The National Forum   Donate   Your Account   On Line Opinion   Forum   Blogs   Polling   About   
The Forum - On Line Opinion's article discussion area


RSS 2.0

Main Articles General

Sign In      Register

The Forum > Article Comments > Earthquakes and the objectivity of the world > Comments

Earthquakes and the objectivity of the world : Comments

By Peter Sellick, published 5/1/2005

Peter Sellick looks at theological aspects of the Indian Ocean tsunami.

  1. Pages:
  2. Page 1
  3. 2
  4. All

I like a great deal of what you have written, but there are three points at which, in particular, I would take issue with you, not necessarily in order of importance.

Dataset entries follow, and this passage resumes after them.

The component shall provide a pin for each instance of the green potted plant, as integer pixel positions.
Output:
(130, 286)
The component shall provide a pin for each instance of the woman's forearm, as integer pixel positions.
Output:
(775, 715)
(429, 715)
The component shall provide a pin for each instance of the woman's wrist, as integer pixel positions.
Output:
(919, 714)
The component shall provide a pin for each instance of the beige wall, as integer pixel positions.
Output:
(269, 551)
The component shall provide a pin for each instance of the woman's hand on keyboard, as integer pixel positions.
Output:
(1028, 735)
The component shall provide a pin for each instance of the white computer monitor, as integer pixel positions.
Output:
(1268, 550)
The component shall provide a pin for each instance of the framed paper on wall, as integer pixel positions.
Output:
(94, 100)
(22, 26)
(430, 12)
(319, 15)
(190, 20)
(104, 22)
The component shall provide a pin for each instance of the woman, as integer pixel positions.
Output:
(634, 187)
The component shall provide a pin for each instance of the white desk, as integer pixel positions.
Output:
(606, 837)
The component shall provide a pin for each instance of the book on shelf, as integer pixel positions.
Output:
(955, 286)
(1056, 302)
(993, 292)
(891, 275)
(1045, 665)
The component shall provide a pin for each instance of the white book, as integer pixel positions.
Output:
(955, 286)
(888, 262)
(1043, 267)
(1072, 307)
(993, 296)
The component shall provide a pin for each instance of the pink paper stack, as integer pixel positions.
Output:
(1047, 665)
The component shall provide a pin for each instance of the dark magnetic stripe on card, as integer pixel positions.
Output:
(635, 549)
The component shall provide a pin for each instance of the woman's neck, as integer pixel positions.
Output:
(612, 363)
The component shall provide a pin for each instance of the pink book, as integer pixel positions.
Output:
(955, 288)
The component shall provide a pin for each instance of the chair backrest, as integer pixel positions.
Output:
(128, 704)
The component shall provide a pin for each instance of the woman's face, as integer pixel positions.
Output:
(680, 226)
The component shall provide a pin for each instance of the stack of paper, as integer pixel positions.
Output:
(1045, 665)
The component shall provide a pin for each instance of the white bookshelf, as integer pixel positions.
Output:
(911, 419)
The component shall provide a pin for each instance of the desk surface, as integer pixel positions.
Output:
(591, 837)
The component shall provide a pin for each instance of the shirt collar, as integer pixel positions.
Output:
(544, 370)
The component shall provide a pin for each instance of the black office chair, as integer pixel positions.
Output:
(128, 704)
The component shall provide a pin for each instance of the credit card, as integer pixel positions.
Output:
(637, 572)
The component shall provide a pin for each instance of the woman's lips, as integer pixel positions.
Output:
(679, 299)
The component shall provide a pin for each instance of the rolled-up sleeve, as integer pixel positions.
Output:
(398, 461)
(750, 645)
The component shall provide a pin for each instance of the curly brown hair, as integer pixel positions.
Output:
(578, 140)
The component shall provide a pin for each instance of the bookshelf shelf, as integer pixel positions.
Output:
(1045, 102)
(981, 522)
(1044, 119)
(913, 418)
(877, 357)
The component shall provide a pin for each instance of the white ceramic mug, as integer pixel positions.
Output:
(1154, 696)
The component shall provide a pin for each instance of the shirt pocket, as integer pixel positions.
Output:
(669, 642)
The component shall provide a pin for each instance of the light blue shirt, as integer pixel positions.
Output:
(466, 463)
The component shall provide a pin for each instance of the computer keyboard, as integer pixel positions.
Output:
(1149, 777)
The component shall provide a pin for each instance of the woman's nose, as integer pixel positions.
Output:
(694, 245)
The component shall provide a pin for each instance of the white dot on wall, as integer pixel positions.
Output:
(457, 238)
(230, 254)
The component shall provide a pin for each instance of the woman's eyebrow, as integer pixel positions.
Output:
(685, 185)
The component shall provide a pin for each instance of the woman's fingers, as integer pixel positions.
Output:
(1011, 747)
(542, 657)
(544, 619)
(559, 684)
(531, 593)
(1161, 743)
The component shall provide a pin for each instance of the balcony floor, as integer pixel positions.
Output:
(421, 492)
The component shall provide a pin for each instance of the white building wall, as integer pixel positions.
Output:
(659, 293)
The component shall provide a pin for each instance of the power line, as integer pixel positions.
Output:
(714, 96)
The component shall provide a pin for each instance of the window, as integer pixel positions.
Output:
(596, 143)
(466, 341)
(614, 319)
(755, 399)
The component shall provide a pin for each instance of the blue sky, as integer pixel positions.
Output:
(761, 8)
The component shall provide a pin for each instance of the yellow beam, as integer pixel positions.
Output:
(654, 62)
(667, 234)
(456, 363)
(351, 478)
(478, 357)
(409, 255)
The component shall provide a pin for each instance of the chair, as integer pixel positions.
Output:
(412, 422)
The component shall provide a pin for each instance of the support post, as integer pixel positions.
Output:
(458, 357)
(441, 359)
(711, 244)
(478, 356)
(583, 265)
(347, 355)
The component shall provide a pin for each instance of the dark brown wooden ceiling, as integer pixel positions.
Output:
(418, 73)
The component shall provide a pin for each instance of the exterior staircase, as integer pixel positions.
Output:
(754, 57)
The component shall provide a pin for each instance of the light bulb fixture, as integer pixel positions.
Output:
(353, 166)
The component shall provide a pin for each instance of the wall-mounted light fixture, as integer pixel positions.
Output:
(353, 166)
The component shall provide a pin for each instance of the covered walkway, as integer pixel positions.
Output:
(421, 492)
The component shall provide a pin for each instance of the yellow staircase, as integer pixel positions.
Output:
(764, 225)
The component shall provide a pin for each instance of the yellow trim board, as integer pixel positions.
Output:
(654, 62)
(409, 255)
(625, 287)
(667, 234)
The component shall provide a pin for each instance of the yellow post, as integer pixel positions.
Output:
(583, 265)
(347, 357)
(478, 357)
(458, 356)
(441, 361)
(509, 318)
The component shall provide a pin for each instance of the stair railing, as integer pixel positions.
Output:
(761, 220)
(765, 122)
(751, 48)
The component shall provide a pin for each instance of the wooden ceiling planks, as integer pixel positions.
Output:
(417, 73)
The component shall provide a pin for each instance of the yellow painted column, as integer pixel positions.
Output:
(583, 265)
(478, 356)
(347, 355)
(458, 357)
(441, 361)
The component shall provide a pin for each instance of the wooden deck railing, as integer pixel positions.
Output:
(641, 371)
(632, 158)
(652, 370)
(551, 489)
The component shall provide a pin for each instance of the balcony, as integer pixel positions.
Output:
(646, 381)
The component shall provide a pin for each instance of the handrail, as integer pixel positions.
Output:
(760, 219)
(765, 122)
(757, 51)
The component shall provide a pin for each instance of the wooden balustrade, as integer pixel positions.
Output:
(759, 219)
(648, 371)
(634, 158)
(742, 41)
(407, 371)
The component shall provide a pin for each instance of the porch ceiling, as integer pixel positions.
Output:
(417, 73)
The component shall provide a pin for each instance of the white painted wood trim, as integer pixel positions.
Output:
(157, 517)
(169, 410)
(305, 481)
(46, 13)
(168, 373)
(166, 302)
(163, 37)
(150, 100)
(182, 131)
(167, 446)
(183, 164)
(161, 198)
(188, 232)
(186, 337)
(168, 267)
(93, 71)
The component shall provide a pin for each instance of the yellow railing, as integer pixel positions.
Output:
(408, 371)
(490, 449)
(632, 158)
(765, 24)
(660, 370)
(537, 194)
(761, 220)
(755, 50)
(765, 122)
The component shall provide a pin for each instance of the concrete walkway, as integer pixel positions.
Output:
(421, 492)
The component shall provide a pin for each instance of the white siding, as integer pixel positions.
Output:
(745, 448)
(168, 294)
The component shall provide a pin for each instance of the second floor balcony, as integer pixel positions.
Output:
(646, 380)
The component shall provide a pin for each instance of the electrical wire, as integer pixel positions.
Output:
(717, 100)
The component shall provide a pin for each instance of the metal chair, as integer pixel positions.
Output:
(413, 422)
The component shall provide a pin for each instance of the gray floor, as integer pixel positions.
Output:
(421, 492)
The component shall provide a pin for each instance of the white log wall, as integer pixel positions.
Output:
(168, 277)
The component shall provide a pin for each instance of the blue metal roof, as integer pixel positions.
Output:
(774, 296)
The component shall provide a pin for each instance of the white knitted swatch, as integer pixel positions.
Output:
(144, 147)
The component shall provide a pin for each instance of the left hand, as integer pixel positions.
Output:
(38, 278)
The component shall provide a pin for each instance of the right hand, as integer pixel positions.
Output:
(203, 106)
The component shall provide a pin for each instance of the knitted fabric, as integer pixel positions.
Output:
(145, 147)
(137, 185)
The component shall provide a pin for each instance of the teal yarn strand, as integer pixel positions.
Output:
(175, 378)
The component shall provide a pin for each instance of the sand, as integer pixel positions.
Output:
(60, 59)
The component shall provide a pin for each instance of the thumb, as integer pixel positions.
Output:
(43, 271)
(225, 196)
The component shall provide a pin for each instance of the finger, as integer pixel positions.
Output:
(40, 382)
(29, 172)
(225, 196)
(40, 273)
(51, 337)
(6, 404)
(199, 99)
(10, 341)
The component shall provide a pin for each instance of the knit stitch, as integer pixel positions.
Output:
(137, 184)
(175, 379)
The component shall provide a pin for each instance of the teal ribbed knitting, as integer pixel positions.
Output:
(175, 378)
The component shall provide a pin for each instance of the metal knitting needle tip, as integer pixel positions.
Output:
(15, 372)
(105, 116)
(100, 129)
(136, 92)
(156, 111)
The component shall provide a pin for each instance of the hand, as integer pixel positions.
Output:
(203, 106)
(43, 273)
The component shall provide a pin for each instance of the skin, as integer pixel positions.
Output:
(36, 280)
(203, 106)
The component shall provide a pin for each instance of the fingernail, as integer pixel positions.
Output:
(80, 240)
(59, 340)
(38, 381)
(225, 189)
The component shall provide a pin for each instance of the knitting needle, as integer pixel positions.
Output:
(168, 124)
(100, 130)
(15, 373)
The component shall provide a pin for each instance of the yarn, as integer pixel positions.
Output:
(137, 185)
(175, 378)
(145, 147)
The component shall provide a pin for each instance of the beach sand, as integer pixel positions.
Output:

1. I agree with you that we live in an uncaring universe. The universe is indifferent to us; in this respect, we are not in any privileged position, compared to other species. There are senses in which, I think, humankind is privileged, but that is another matter. The universe may be uncaring, but God is not; and that makes a significant difference; and I think it needs to be said. However, my key point, I think you misrepresent the anthropic principle. You suggest that it means 'that the world was created to serve us.' I don't think it means that. I think it means that (in Robert Russell's words) 'the universe must be such as to admit the creation of observers within it at some stage'. This places very stringent restrictions on the constants of nature. Loosely expressed, as Freeman Dyson put it, 'the more I examine the universe and study the details of its architecture, the more evidence I find that the universe in some must have known that we were coming.' (Ted Peters, ed, Cosmos as Creation, Abingdon, 1989, 196) This is a very different, and much more modest, claim.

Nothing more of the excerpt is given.